There are species differences in the responses of DRG neurons to ATP. Transient responses are the predominant type evoked by P2X agonists from DRG neurons of rat and mouse, with persistent and biphasic types seen less frequently (238, 683). In contrast, only sustained inward currents have been reported on DRG neurons from bullfrog (120, 1032). It is possible that distinct P2X receptors may be differentially distributed at cell soma and nerve terminals of the same neuron. The physiological significance of the heterogeneity in P2X receptor expression in sensory neurons is not yet clear.

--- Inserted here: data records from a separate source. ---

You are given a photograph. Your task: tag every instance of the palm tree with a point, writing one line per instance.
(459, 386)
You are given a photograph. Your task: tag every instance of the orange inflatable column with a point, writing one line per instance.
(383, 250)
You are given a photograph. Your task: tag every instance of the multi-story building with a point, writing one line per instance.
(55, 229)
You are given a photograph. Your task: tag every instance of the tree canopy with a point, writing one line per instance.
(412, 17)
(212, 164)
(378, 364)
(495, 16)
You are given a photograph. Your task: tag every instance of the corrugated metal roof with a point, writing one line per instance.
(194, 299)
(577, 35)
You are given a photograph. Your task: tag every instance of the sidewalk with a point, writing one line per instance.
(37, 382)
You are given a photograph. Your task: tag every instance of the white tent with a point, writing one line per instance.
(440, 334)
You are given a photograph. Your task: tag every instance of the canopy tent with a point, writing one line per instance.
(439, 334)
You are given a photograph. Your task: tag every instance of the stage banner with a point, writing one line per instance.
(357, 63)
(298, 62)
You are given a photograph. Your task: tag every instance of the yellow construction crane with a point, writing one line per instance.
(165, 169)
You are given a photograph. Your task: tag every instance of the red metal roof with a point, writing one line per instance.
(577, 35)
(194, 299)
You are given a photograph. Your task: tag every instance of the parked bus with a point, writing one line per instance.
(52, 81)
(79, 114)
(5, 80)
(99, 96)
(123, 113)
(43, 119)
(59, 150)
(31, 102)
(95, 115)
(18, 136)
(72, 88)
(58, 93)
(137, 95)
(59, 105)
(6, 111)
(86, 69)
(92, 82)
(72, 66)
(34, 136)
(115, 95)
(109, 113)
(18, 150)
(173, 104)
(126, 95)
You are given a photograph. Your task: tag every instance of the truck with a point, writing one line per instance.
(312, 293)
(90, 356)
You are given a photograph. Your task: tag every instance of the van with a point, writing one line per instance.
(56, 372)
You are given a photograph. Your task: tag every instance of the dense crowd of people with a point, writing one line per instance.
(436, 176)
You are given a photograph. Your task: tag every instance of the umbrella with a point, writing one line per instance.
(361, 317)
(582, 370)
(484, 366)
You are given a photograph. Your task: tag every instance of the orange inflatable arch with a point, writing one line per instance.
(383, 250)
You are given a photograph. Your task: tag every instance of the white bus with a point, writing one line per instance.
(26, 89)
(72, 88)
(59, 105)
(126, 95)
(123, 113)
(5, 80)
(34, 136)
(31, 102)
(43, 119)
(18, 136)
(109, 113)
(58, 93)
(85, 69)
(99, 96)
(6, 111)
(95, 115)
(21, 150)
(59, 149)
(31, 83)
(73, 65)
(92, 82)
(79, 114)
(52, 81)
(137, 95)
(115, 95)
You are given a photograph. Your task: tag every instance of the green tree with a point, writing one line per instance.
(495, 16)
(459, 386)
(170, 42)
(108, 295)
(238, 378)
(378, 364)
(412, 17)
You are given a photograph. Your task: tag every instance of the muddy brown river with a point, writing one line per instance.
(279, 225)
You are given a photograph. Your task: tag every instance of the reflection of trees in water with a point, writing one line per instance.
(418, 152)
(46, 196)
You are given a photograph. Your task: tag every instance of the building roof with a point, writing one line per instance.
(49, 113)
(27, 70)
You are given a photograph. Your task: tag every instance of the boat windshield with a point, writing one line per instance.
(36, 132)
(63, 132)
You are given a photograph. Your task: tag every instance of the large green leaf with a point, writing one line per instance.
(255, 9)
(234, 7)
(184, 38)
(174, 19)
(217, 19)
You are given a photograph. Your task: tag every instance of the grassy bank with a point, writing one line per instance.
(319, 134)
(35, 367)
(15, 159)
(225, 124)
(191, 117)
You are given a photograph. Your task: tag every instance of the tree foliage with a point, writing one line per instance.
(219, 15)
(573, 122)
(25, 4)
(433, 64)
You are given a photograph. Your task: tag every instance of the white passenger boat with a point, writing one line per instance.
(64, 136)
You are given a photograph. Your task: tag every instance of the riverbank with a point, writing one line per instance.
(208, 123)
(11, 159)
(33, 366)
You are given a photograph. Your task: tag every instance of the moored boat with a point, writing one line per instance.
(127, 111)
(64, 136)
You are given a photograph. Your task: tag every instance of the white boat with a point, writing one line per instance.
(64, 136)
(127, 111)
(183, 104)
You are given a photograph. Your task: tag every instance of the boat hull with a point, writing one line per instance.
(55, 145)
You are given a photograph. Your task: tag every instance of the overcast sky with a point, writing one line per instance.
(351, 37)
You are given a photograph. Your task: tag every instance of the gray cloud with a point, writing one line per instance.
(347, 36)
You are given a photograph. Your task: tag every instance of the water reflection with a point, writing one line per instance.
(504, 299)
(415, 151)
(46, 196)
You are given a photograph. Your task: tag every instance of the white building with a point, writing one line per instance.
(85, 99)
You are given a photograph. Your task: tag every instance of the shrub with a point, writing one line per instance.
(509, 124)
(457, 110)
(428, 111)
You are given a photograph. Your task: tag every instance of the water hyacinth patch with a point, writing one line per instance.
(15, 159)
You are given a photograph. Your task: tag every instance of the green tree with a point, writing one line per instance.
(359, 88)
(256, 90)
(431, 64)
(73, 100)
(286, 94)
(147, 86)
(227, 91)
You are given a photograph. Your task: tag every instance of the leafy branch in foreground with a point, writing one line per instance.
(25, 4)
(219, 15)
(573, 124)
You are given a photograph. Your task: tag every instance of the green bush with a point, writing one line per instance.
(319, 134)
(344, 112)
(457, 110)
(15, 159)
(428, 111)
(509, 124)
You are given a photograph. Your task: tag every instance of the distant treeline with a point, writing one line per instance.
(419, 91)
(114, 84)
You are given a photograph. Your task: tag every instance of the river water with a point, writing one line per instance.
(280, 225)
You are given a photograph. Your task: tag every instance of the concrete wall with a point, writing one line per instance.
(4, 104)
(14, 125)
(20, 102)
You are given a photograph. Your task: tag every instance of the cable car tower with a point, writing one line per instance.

Neurons and glial cells differentially express P2Y receptor subtype mRNA in rat DRG (939). P2Y1 and P2Y2 receptor mRNA was expressed in ∼20% of neurons; Schwann cells expressed P2Y2 mRNA, and nonneuronal satellite cells expressed P2Y12 and P2Y14 mRNA. ATP and UTP produce slow and sustained excitation of sensory neurons in DRG via P2Y2 receptors (1164). Colocalization P2Y1 and P2X3 immunoreactivity has been described in a subpopulation of DRG neurons (177, 1451). P2Y receptors contribute to ATP-induced increase in intracellular Ca2+ and subsequent release of CGRP from DRG neurons (1493). ATP and UTP were equipotent in increasing axonal transport in cultured DRG neurons, probably via P2Y2 receptors (1483). RT-PCR and immunohistochemistry studies have identified P2Y1 and P2Y4 mRNA and protein in DRG as well as nodose and trigeminal ganglia of the rat (1451). Other nucleoside triphosphates, including NTP, GTP, and CTP, and the diphosphates NDP, GDP, UDP, and CDP were also active in modulating sodium currents in DRG neurons (1313). Bradykinin and ATP, acting via P2Y receptors, accelerate Ca2+ efflux from rat sensory neurons via protein kinase C (PKC) and the plasma membrane Ca2+ pump isoform 4 and represent a novel mechanism to control excitability and augment their sensitivity to other stimuli (773, 1760). Inhibition of N-type voltage-activated calcium channels in DRG neurons by P2Y receptors has been proposed as a mechanism of ADP-induced analgesia (631). P2Y2 and P2Y4 receptors were strongly expressed in DRG of the cat, as well as P2X3 receptors (1449). Other P2X and P2Y receptor subtypes were also present in cat DRG, but there was low expression of P2Y1 receptors compared with >80% of P2Y1 receptor-positive neurons in rat DRG. Metabotropic P2Y1 receptors inhibit P2X3 receptor channels in rat DRG neurons via G protein activation (632). Extracellular ATP upregulated the TTX-resistant Na+ current recorded in cultured rat and mouse DRG neurons, consistent with P2Y receptor activation; the activation of PKC appears to be a necessary step in the GTP-dependent upregulation process (80). GFP studies have shown that there is ADP-induced endocytosis and internalization of P2Y receptors in DRG neurons (1825). An orphan G protein-coupled receptor, localized in rat DRG, has been proposed to be an adenine receptor (129).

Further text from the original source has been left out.